Betrübt ging er wieder zu dem professor. Klagte ihm sein leid. Der professor besah sich die versuche des meisters und sprach: „Lieber meister, sie besitzen eben keine phantasie.“
Ja, das wars. Die besaß er offenbar nicht. Phantasie! Aber er hatte gar nicht gewußt, daß die zum sattelerzeugen notwendig sei. Hätte er sie gehabt, so wäre er sicher maler oder bildhauer geworden. Oder dichter, oder komponist.
Der professor aber sagte: „Kommen sie morgen wieder. Wir sind ja da, um das gewerbe zu fördern und mit neuen ideen zu befruchten. Ich will sehen, was sich für sie tun läßt.“
Und in seiner klasse schrieb er folgende konkurrenz aus: entwurf für einen sattel.

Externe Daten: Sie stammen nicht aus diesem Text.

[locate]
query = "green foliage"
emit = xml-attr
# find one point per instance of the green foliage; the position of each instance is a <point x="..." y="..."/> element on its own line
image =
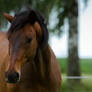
<point x="85" y="65"/>
<point x="63" y="7"/>
<point x="84" y="86"/>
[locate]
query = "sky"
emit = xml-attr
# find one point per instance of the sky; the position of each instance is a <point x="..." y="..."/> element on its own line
<point x="59" y="45"/>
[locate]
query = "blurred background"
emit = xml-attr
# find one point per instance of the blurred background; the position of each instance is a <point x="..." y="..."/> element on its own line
<point x="69" y="23"/>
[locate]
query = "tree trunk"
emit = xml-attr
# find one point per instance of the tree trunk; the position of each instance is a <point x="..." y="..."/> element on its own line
<point x="73" y="58"/>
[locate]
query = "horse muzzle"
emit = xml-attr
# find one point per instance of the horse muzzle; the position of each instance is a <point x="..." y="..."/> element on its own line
<point x="12" y="77"/>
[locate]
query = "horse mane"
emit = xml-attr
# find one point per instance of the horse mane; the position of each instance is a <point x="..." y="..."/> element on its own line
<point x="29" y="16"/>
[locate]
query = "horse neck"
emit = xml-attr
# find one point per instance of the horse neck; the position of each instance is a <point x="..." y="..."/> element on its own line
<point x="43" y="62"/>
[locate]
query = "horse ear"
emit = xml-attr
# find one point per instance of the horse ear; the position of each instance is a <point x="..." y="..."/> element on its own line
<point x="8" y="17"/>
<point x="38" y="29"/>
<point x="38" y="21"/>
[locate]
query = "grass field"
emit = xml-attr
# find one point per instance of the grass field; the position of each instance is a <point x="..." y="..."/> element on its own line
<point x="86" y="69"/>
<point x="85" y="65"/>
<point x="84" y="86"/>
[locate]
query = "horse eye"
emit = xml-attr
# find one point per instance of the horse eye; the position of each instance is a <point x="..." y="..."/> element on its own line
<point x="29" y="40"/>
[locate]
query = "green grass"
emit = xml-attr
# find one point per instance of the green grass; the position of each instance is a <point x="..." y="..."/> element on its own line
<point x="85" y="65"/>
<point x="84" y="86"/>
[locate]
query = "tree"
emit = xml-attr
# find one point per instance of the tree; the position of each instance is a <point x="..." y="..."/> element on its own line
<point x="65" y="9"/>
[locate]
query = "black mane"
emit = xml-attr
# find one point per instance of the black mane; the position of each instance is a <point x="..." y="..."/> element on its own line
<point x="30" y="16"/>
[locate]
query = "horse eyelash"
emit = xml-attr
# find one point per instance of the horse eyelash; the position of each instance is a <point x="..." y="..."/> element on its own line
<point x="29" y="40"/>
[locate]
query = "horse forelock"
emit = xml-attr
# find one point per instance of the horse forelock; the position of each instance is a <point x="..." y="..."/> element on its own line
<point x="29" y="16"/>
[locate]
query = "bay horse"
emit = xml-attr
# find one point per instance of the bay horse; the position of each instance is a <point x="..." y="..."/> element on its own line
<point x="28" y="63"/>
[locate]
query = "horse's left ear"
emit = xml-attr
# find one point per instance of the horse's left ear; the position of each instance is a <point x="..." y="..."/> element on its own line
<point x="38" y="29"/>
<point x="38" y="21"/>
<point x="8" y="17"/>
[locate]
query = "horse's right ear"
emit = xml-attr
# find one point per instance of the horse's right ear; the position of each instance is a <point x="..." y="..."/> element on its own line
<point x="8" y="17"/>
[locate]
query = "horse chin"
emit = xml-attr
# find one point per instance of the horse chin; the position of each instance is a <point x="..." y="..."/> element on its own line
<point x="12" y="82"/>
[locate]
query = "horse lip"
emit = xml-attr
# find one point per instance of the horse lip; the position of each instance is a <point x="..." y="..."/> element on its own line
<point x="12" y="82"/>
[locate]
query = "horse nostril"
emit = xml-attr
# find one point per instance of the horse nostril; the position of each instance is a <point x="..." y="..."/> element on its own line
<point x="12" y="77"/>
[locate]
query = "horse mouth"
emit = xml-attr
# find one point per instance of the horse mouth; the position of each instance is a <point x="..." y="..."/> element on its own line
<point x="12" y="79"/>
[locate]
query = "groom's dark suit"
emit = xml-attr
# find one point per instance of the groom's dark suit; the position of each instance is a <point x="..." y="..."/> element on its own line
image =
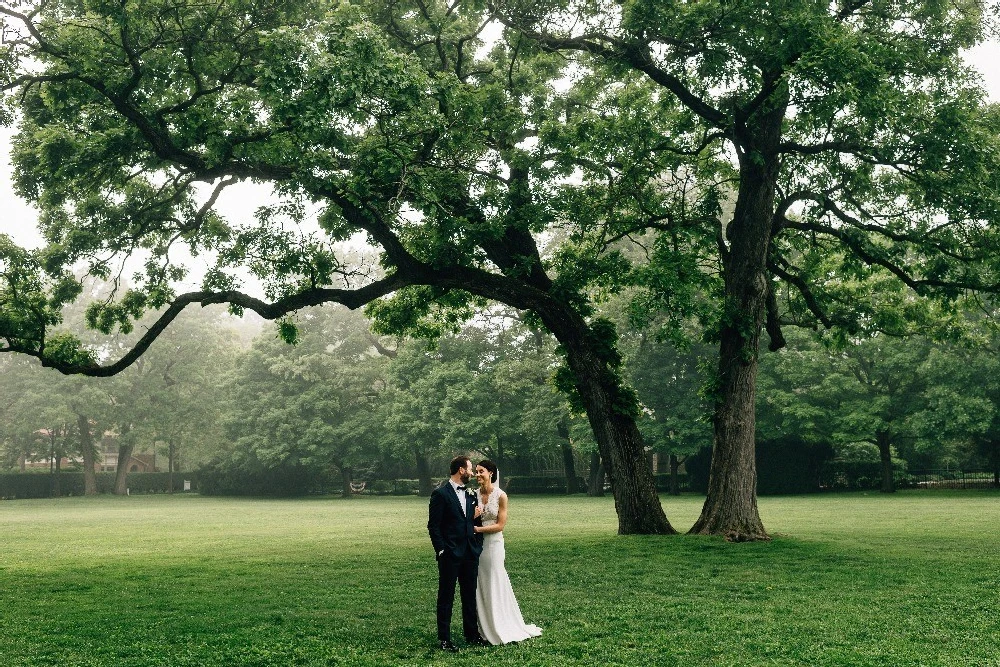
<point x="457" y="547"/>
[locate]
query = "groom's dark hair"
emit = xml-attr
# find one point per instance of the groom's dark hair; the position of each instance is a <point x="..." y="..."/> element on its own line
<point x="457" y="463"/>
<point x="492" y="467"/>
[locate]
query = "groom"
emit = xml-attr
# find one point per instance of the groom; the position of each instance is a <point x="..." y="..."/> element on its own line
<point x="453" y="513"/>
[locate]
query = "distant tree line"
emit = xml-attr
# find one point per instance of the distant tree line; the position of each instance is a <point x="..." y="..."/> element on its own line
<point x="257" y="416"/>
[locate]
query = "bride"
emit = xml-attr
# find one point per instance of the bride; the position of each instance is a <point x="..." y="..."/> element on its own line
<point x="500" y="620"/>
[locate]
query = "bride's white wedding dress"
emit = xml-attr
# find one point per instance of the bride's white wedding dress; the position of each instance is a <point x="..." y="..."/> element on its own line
<point x="500" y="620"/>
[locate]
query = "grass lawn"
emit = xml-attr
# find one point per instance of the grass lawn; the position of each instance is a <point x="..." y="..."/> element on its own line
<point x="853" y="580"/>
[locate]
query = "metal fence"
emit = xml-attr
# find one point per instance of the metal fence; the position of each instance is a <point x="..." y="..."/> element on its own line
<point x="946" y="479"/>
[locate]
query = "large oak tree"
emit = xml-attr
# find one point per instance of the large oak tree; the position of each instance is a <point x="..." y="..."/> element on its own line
<point x="135" y="116"/>
<point x="852" y="129"/>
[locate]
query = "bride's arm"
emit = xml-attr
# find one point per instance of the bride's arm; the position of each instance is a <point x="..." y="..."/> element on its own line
<point x="501" y="518"/>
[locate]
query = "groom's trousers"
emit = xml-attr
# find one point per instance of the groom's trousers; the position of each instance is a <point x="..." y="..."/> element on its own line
<point x="465" y="571"/>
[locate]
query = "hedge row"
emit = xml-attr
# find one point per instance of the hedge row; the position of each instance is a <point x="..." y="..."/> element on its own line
<point x="40" y="485"/>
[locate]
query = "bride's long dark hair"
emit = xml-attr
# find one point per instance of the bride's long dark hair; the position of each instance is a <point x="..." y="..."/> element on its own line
<point x="492" y="467"/>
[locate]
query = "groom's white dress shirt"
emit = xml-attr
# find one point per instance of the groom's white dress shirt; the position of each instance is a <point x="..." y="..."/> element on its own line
<point x="460" y="493"/>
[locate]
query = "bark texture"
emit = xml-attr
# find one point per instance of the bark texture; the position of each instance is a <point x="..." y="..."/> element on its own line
<point x="730" y="509"/>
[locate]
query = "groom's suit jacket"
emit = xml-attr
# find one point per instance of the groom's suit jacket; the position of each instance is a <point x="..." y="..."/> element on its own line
<point x="451" y="530"/>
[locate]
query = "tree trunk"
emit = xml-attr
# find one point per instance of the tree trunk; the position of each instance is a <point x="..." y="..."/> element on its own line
<point x="53" y="480"/>
<point x="675" y="464"/>
<point x="595" y="488"/>
<point x="89" y="453"/>
<point x="424" y="474"/>
<point x="170" y="465"/>
<point x="885" y="455"/>
<point x="125" y="449"/>
<point x="346" y="477"/>
<point x="569" y="463"/>
<point x="611" y="410"/>
<point x="730" y="508"/>
<point x="624" y="458"/>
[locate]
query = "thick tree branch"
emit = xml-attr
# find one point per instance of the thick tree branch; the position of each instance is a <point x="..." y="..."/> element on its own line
<point x="270" y="311"/>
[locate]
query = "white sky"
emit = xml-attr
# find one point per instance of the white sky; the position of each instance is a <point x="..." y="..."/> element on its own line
<point x="17" y="217"/>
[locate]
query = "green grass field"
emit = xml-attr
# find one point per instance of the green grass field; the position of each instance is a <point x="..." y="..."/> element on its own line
<point x="909" y="579"/>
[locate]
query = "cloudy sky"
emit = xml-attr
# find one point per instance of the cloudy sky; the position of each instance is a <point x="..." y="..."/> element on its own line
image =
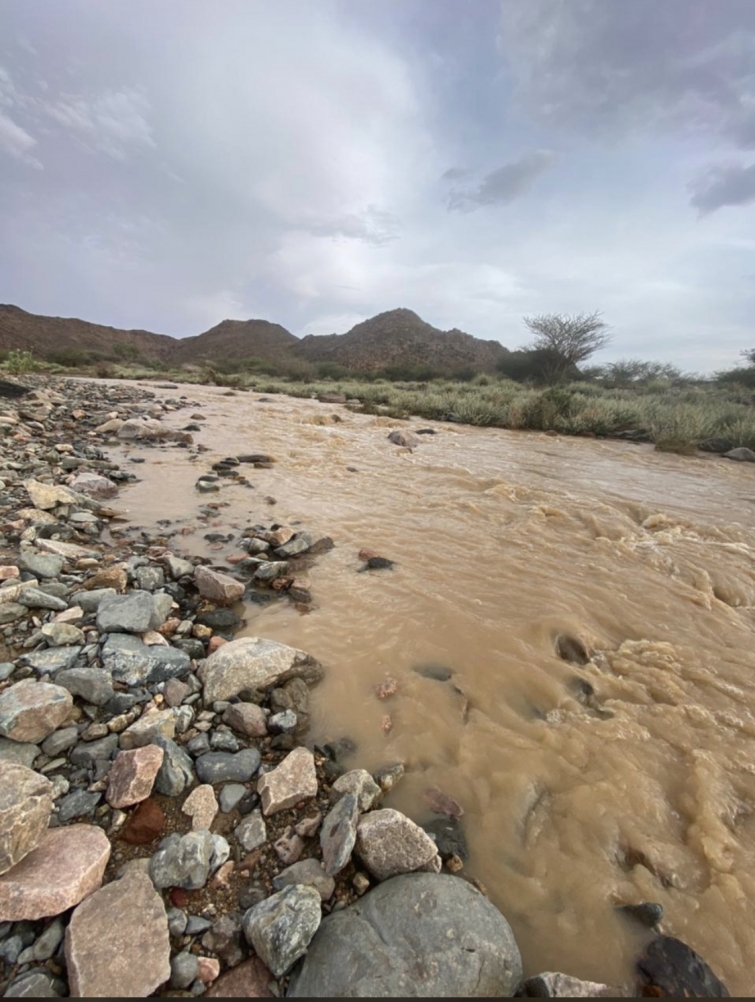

Am nächsten tage kam der sattlermeister wieder. Der professor konnte ihm neunundvierzig entwürfe für sättel vorweisen. Denn er hatte zwar nur vierundvierzig schüler, aber fünf entwürfe hatte er selbst angefertigt. Die sollten in den „Studio“. Denn es steckte stimmung in ihnen.
Lange besah sich der meister die zeichnungen und seine augen wurden heller und heller.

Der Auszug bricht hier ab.